Alex Granovsky
gran@classic.chem.msu.su
all known versions of Open MPI have buggy implementation of collective
operations. Their use may result in program hangs. This problem is
caused by design flaw of implementation of collective operations in
Open MPI.
Some versions of Open MPI included a "bugfix" for this flaw.
This "bugfix" periodically synchronizes processes by calling
MPI_Barrier after a certain number of calls to collective operations.
As far as I know, this "bugfix" was removed in the recent versions of
Open MPI.
Independently on the existence of this "bugfix", Firefly has several
specific keywords that can be used to solve problems with collective
operations. These keywords were introduced about twenty years ago.
They belong to the $SYSTEM group and are as follows:
MXBCST (integer) - the maximum size (in DP words) of the message used in broadcast operation. Default is 32768. You can change it to see whether this helps MPISNC (logical) - activates the strategy when the call of the broadcast operation will periodically synchronize all MPI processes. Default is false. Setting it to true should resolve most buffer-overflow problems by the cost of somewhat reduced performance. MXBNUM (integer) - the maximum number of broadcast operations which can be performed before the global synchronization call is done. Relevant if MPISNC=.true. Default is 100. LENSNC (integer) - the maximum total length (in DP words) of all messages which can be broadcasted before the global synchronization call is done. Relevant if MPISNC=.true. Default is dependent on the number of processes used (meaningful values vary from 20000 to, say, 262144 or even more).
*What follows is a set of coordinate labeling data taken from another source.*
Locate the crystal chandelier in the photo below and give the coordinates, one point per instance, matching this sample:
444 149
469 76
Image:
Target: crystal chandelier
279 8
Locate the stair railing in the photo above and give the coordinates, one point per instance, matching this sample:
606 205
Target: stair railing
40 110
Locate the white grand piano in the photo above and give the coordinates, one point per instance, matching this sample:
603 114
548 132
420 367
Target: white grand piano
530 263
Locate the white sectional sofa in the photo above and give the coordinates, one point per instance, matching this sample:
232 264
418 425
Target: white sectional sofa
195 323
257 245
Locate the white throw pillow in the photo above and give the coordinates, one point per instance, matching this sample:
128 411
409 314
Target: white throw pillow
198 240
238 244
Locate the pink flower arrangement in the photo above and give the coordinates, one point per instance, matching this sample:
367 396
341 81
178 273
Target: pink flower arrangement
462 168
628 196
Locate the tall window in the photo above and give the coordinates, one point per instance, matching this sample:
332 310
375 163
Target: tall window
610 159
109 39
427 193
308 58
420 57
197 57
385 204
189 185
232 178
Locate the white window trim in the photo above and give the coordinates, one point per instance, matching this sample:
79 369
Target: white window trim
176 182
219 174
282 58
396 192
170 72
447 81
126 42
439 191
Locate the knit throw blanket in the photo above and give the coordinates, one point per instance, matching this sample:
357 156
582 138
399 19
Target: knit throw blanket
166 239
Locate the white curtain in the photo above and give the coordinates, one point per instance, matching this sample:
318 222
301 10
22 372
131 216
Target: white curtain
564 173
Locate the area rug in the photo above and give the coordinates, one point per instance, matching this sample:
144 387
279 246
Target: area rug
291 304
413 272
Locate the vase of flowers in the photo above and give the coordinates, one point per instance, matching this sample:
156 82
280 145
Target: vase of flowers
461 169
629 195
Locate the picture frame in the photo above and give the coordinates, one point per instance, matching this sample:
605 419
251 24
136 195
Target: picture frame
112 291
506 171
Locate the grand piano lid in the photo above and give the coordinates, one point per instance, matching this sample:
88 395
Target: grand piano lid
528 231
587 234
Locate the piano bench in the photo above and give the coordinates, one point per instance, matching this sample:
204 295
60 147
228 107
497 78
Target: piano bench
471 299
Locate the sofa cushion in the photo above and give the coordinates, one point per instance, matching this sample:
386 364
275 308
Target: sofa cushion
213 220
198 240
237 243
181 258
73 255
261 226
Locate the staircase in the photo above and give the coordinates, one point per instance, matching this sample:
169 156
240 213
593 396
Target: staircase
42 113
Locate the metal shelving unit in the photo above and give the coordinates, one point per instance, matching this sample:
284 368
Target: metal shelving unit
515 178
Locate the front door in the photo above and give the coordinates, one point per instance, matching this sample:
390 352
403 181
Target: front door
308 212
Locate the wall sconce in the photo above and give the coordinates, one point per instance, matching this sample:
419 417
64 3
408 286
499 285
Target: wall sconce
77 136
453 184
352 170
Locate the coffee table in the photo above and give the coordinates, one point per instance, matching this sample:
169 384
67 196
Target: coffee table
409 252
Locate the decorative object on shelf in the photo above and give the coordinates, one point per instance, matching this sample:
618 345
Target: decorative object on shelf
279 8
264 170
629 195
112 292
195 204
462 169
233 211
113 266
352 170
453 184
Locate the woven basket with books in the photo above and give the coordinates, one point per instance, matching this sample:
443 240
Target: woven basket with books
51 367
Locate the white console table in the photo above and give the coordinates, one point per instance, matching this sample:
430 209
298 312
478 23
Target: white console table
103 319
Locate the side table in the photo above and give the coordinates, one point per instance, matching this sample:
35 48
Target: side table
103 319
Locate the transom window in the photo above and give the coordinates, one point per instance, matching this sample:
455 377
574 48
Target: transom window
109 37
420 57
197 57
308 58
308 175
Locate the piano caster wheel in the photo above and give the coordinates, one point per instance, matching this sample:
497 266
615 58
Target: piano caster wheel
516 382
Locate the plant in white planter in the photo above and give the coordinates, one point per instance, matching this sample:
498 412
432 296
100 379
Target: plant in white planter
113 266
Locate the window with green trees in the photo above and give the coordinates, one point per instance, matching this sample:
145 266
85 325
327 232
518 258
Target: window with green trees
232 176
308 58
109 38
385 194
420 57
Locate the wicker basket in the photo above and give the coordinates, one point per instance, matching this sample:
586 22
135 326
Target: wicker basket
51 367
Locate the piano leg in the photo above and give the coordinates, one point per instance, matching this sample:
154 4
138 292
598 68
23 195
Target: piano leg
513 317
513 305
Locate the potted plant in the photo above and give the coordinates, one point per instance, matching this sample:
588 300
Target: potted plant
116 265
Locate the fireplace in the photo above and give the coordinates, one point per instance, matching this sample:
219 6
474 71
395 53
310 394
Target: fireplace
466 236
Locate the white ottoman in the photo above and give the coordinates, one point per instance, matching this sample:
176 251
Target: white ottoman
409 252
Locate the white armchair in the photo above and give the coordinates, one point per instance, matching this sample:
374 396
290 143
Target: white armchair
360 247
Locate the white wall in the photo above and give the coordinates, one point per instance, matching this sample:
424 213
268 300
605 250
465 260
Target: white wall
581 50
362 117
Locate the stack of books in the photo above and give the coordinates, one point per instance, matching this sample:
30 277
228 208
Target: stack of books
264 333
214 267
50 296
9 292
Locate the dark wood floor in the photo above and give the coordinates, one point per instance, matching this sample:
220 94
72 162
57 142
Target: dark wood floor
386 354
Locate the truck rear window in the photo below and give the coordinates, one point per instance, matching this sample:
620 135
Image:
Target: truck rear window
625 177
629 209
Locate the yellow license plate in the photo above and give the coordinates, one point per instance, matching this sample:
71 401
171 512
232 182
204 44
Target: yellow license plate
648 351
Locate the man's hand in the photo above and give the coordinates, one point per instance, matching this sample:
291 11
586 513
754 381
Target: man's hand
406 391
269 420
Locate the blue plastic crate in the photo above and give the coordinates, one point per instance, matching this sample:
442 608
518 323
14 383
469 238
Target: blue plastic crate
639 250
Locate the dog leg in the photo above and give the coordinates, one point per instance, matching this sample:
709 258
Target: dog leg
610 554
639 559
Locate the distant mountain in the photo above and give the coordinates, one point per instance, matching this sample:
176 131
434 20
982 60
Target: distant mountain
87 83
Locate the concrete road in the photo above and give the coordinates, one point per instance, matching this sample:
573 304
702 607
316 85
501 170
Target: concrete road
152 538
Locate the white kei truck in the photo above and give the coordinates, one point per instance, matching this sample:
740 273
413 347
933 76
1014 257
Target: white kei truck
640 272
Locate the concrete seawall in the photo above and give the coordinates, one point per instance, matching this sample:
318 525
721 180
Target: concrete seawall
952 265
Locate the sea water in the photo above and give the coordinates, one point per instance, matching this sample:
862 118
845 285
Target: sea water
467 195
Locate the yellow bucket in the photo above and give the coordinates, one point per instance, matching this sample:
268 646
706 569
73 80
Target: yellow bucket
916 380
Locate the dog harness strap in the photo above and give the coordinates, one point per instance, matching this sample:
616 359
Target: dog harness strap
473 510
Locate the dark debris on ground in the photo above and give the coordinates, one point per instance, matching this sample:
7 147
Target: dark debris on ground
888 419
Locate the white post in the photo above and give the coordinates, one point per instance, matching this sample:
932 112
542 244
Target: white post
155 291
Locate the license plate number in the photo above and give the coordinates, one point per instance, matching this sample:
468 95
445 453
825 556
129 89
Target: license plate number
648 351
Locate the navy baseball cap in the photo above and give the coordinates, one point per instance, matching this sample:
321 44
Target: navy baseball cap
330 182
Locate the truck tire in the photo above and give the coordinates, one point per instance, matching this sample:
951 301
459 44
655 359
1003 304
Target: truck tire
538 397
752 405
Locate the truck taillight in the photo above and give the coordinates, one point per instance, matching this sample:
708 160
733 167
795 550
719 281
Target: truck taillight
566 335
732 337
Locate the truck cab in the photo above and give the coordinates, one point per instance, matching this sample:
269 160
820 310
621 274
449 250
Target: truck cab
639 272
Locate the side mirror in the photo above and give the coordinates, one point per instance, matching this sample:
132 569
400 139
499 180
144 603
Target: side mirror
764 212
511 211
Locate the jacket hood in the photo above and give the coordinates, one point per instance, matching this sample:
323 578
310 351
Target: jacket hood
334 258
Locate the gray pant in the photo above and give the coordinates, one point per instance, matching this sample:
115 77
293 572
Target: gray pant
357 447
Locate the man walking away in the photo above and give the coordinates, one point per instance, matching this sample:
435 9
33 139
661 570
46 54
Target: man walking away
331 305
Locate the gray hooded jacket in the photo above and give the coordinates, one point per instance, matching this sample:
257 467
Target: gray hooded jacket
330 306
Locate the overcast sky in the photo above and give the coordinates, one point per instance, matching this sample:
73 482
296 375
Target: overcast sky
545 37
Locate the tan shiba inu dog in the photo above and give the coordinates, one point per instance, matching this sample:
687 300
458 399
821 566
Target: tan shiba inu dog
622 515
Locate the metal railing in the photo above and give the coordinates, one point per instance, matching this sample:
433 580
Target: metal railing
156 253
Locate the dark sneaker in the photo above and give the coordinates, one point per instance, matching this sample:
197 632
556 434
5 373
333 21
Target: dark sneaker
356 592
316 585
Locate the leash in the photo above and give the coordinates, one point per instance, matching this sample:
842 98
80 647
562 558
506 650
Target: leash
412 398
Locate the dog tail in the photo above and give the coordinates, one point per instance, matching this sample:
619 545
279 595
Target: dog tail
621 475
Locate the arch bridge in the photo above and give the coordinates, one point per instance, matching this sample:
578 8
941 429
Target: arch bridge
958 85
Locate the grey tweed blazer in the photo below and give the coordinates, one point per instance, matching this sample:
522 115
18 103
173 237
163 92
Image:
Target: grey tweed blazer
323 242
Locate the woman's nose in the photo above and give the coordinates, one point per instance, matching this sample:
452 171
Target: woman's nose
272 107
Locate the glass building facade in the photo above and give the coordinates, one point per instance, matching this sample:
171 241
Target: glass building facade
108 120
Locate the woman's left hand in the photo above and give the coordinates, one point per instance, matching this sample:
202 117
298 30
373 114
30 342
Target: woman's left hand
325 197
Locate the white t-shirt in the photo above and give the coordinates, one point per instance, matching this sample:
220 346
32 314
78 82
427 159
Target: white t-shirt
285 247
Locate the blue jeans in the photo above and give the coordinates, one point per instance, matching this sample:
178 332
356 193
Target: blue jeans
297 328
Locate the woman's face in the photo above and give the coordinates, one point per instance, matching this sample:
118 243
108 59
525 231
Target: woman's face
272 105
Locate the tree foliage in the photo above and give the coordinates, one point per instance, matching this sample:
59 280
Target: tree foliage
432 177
I'd suggest you to try MPISNC option first, i.e. run Firefly's job with MPISNC=.t.
Hope this helps.
Kind regards,
Alex Granovsky
On Fri May 26 '17 6:05am, Panwang Zhou wrote
--------------------------------------------
>Dear all,
>Recently I upgrade the OS of our cluster to CentOS 7.3, and then I try to install the Firefly 8.2 Linux/OpenMPI v. 1.8.x, dynamically linked version and 2.0.x.
>I compile the openmpi with the following commands:
>../configure --prefix=/apps/mpi/openmpi/1.8.7/gnu_m32 CC=gcc CXX=g++ FC=gfortran CFLAGS=-m32 CXXFLAGS=-m32 FCFLAGS=-m32
>make all install
>Then I try to run test jobs and the jobs hang after some normal calculations: Firefly is running and the updating the output file is stopped. This is also for the version 2.0.2.
>When I switch to the openmpi 1.6.5, all the calcualtions terminated normally.
>So what's the problem for the openmpi 1.8.x and 2.0.x, are there some special compiler parameters needed?
>Best Regards!
>